Tax deductibility is certainly a consideration, but there are compelling reasons why an IRA makes sense even if the contribution itself isn’t tax-deductible. But in order to see the reasons why, you have to look at it strictly from the retirement side of the equation.

The earnings are still tax deferred – even if the contribution isn’t

tax deferred ira

Deferred taxes make IRAs a great retirement vehicle.

Whether or not you can take a deduction for an IRA contribution in the current year, the earnings on the account are still tax-deferred. This means you make contributions – whether or not they are tax-deductible in the year taken – and the investment will continue to grow, free from taxation.

Even if your contribution is tax deductible, tax-deferred earnings are still incredibly powerful. Let’s say that your combined federal and state income tax rate is 30%. Let’s also say that you can average a 10% return on your investments.

If you invest your money in a taxable account, your net return will be just 7% – the 10% basic return, reduced by 30% for income taxes. But if your money is growing in an IRA, you’ll get the full benefit of the 10% return on your investments.

How does that look over the long-term?

  • $10,000 invested over 20 years at 7% will grow to be $38,697
  • $10,000 invested over 20 years at 10% will grow to be $67,275

Just as a result of having the tax deferral on investment earnings, you will have nearly $29,000 more in your account after 20 years. That looks almost like free money!

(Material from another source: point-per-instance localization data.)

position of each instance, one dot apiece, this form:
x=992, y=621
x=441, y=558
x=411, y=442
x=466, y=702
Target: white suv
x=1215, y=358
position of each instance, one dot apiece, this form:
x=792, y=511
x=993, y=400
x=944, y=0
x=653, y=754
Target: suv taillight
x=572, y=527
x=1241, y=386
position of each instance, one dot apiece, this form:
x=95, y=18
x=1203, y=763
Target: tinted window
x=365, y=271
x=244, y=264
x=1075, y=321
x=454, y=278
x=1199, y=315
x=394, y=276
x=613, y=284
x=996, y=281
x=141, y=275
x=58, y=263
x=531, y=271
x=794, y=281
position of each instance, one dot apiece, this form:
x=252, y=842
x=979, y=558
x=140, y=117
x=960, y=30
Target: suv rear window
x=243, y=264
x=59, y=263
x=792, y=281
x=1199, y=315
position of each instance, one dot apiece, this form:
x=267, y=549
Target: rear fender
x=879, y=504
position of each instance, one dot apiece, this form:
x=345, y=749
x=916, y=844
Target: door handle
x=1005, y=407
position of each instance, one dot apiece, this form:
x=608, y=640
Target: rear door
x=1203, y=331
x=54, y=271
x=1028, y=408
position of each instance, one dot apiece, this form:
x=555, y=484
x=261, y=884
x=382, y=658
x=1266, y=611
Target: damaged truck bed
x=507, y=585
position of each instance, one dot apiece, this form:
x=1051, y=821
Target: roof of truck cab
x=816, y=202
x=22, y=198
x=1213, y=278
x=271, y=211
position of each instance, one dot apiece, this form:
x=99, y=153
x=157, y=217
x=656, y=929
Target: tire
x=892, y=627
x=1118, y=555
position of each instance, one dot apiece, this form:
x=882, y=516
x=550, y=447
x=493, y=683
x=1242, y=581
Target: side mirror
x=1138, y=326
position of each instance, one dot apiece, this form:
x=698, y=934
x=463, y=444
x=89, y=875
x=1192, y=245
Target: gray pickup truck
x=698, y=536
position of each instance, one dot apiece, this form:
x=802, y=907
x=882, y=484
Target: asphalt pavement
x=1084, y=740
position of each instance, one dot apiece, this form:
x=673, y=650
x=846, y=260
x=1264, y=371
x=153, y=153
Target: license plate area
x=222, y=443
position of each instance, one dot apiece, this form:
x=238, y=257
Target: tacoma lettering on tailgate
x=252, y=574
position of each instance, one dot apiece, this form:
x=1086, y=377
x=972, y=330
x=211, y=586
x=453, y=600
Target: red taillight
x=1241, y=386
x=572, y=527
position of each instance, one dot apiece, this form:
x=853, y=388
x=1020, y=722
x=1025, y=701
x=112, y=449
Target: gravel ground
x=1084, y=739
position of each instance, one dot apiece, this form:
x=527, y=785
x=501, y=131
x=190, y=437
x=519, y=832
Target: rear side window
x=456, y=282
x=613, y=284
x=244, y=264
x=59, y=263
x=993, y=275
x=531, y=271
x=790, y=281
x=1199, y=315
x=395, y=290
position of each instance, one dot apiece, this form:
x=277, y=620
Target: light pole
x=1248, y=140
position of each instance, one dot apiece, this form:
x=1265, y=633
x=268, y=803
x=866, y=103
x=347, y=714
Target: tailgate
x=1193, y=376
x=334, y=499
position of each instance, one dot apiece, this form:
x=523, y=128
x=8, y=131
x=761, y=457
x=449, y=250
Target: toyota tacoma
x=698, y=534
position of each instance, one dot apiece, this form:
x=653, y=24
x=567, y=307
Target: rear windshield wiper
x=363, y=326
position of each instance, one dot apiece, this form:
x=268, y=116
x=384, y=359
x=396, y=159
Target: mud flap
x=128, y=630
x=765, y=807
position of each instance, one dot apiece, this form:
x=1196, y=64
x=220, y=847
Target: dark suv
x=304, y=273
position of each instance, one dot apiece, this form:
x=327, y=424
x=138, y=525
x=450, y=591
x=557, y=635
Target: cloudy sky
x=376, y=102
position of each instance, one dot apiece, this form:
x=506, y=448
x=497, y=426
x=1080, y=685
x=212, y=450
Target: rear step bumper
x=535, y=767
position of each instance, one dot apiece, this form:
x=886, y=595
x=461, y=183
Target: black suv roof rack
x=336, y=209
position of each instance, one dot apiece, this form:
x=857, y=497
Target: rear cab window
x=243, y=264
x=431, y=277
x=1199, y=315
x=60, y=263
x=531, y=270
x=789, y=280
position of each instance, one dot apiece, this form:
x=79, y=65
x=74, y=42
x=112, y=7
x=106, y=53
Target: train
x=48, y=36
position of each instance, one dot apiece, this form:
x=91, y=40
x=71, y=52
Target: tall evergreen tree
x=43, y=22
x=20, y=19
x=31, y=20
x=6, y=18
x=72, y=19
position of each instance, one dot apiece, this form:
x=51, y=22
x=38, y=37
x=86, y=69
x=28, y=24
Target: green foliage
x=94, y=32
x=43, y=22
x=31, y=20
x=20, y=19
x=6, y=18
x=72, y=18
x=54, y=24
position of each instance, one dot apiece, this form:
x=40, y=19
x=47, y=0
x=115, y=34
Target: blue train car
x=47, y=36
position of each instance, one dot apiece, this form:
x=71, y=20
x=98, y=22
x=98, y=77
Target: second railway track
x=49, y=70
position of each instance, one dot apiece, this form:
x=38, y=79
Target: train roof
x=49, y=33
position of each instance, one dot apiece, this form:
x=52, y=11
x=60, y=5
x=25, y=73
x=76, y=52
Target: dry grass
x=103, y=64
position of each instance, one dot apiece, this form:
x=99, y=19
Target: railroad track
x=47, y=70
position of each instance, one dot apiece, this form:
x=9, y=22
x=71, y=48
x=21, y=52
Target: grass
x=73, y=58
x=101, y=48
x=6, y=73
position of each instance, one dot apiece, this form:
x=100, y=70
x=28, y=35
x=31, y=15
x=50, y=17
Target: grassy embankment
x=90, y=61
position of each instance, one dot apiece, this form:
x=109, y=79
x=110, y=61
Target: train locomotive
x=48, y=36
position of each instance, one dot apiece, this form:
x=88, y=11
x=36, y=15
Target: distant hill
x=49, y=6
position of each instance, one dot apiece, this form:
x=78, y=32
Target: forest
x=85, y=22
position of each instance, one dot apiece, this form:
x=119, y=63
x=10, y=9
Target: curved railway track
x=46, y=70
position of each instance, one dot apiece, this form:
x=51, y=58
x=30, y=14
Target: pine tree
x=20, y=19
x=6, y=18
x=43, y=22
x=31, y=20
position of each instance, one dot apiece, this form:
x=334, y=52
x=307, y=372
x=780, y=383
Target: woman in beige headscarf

When it comes to retirement assets, more is better

Statistically, most people are under-funded in their retirement plans. Even if you participate in an employer-sponsored 401(k) plan, it still may not provide you with as much money as you will need for the type of retirement that you want.

Employer plans typically limit the amount that you can contribute to the plan by a certain percentage of your income. If you earn $50,000 per year, and the employer will allow you to contribute 10% of that to the plan, your annual contribution will be limited to $5,000.

You can contribute up to $5,500, 0r $6,500 if you are age 50 or older, to an IRA. That means you can more than double your total retirement contributions by combining the IRA with your company plan. The combined 401(k) and IRA contributions will allow you to contribute more than 20% of your income to retirement.

Spreading your retirement across several accounts

We all know about the importance of diversification when it comes to investing. This can and should also apply to the accounts that you invest money in. This is particularly true when your retirement funds are primarily held in a company-sponsored 401(k) plan.

In any employer plan you participate in there will be limitations. For example, your company plan may provide only very limited investment options. There may be a single fund each offered for growth, growth and income, fixed income and cash. The company may also offer its own stock as yet another option, but that does you little good if you have no interest in investing in the company where you also work.

By contrast, an IRA held at a typical online investment account will offer almost limitless investment choices. You can choose the funds that you invest in, and even invest in individual stocks – a practice typically prohibited by 401(k) plans.

The greater investment choices hold potential for a higher return on your investment. It is entirely possible that your IRA could outperform your 401(k) plan in most years.

Having some non-taxable asset distributions in retirement

Let’s assume for a moment that none of your IRA contributions are tax-deductible in the years taken. Is that really a bad thing? Let’s consider the possibilities.

If all of the money you have for retirement is 100% tax-deferred, then you will be subject to income tax any time you pull money out of the accounts. Considering that you will have Social Security income and possibly some sort of secondary job or business income in retirement, the retirement plan withdrawals can put you in much higher income tax bracket.

But if you made non-tax-deductible IRA contributions over the years, that portion of your withdrawals will not be subject to income tax.

The nondeductible IRA contributions are a form of tax diversification in retirement. They will enable you to withdraw at least some portion of your retirement money without it being subject to income tax. This may not completely eliminate tax on all withdrawals – the earnings that accumulated on a tax-deferred basis will be taxable. But at least some of the withdrawals are not subject to tax, and since tax rates rise with income level, the nondeductible portion of your IRA contributions could result in significant tax savings in retirement.

Have you considered making IRA contributions even if they are not tax-deductible?

Published or updated August 18, 2016.